The technology sector has a gender diversity problem. With traditional employee pipelines failing to produce enough STEM workers to fill open positions in a demanding workforce, gender diversity has taken center stage. In order to increase the number of available workers that companies across sectors require to work in tech, many experts point toward increasing the number of women in the field.
Nowhere is the gender diversity gap in technology more apparent than in cybersecurity. In 2015, (ISC)2 reported that for two years, the number of women globally in the cybersecurity profession remained unchanged at 10% of the workforce. A 2016 study from Women's Society of Cyberjutsu found 11% of the cybersecurity workforce are women.
Though the outlook seems grim, female leaders in the cybersecurity sector are working from within the industry to create a more diverse and inclusive work environment in both cyber and STEM.
At RSA 2017 in San Francisco, CIO Dive spoke with women leaders in cybersecurity shaping the industry through thought leadership, mentorship and a commitment to diversity. Here’s what they had to say about gender diversity in cybersecurity and across fields:
Kris Lovejoy, president of BluVector
"I think part of my reason for not [originally] getting into a technical field was my role models. I hated my math and science teachers and they were men. I couldn't talk to them, I didn't have any mentors. Whereas, I could tell you the name of every one of my English and social studies teachers that were women and I loved them …
From a hiring perspective, recognizing that, I find it when my own guys review resumes, they're looking for the unicorn. They want to see everybody has all of the various check boxes checked. I keep telling them, the best hires I've ever made are people that sometimes have more sizzle over substance on a resume. A lot of women they're going to be interviewing are going to miss a lot of those check boxes, so give them a chance."
Angela Messer, executive vice president at Booz Allen Hamilton
"When you look at it operationally, when you really are solving a company or agency cyber problem, it's not a one person deal. It's a team. Women actually contribute significantly to teams, they help build teams, and there's some softer skill sets there that they're actually better at. By the way, you need those soft skill sets in a cyber team …

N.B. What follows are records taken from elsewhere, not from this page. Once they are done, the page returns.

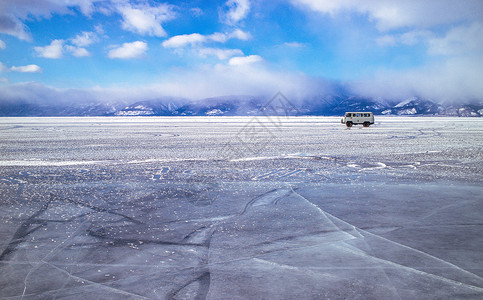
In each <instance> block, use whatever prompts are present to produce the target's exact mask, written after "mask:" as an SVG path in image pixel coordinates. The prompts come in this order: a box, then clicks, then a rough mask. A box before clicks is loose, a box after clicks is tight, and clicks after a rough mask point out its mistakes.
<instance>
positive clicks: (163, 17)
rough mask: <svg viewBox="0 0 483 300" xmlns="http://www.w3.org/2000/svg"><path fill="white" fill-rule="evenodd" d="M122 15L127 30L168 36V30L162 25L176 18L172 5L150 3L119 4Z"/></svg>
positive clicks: (120, 13) (156, 35) (124, 27)
mask: <svg viewBox="0 0 483 300" xmlns="http://www.w3.org/2000/svg"><path fill="white" fill-rule="evenodd" d="M118 11H119V13H120V14H121V15H122V18H123V21H122V27H123V28H124V29H126V30H129V31H132V32H135V33H139V34H142V35H150V36H157V37H164V36H166V31H165V30H164V28H163V27H162V26H161V24H162V23H163V22H166V21H168V20H171V19H173V18H174V16H175V14H174V12H173V10H172V9H171V6H169V5H167V4H159V5H158V6H150V5H148V4H140V5H134V6H132V5H130V4H129V3H126V4H123V5H120V6H118Z"/></svg>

Cyber is only successful if those that are trying to defend and operate are curious themselves, work well with others and use the whole team."
Jennifer S. Steffens, chief executive officer at IOActive
"I think having more women in security and having more diversity across every aspect is important. I would say that we're fighting an ever-changing adversary that doesn't care about gender or race or upbringing or anything else, and so we shouldn't either. Bringing together more perspectives, more brains are going to try to solve things in different ways is critical ...
It's good seeing women get more involved. I think it's important that the women who are in the industry try to be role models and make the industry a more welcoming place for the younger generation. As an industry, we should really be focusing a lot on the kids too, especially coming from a company where it's really really hardcore technical skill set. I'm excited about the groups, projects and toys that are coming out trying to get little girls and boys interested in coding and hacking at a young age, and not kind of shepherding them into a different avenue, so to speak."
Edna Conway, chief security officer, global value chain, at Cisco
“The ticket to success, for example, is if you have a supplier scorecard, you're already measuring quality, lead time, cost, innovation. Security should be on that scorecard. Not a separate security methodology. So it gives us an opportunity to really move security into the future. It also gives us an opportunity to bring in new talent with new vectors of thought into the security family rather than the traditional, 'here's what you need to understand.' It doesn't mean you don't need to understand IT. Of course you do. But bringing in that perspective will make us all the more stronger.
It also opens up the aperture to get more women in, because a lot of the places where you see a smaller number of women are in the traditional engineering, science, computer science arenas. When you start thinking about who can add value ... Thinking about that in that unique way gives us not only an opportunity to make security better, but also open our minds and keep our eyes open to bring others into the fold who would add diversity to the portfolio, both from gender, from background and from unique educational background."
Elizabeth Lawler, CEO and co-founder at Conjur
"It's important for us to get out. For me, public speaking was never something that I loved doing, but I do it now and I do it precisely for that reason, which is to get out and show a different kind of face. In the industry, as a woman who's building a business, as a woman who's a technical founder, it's important for people to see that and for young women to see that …
I can see it sort of shifting in the younger generation that there isn't this aversion to stepping up and saying, I'm interested in science, I'm interested in math, I want to do something in tech. It's our job to keep pushing that … It will get better but I think it's going to take an aging out."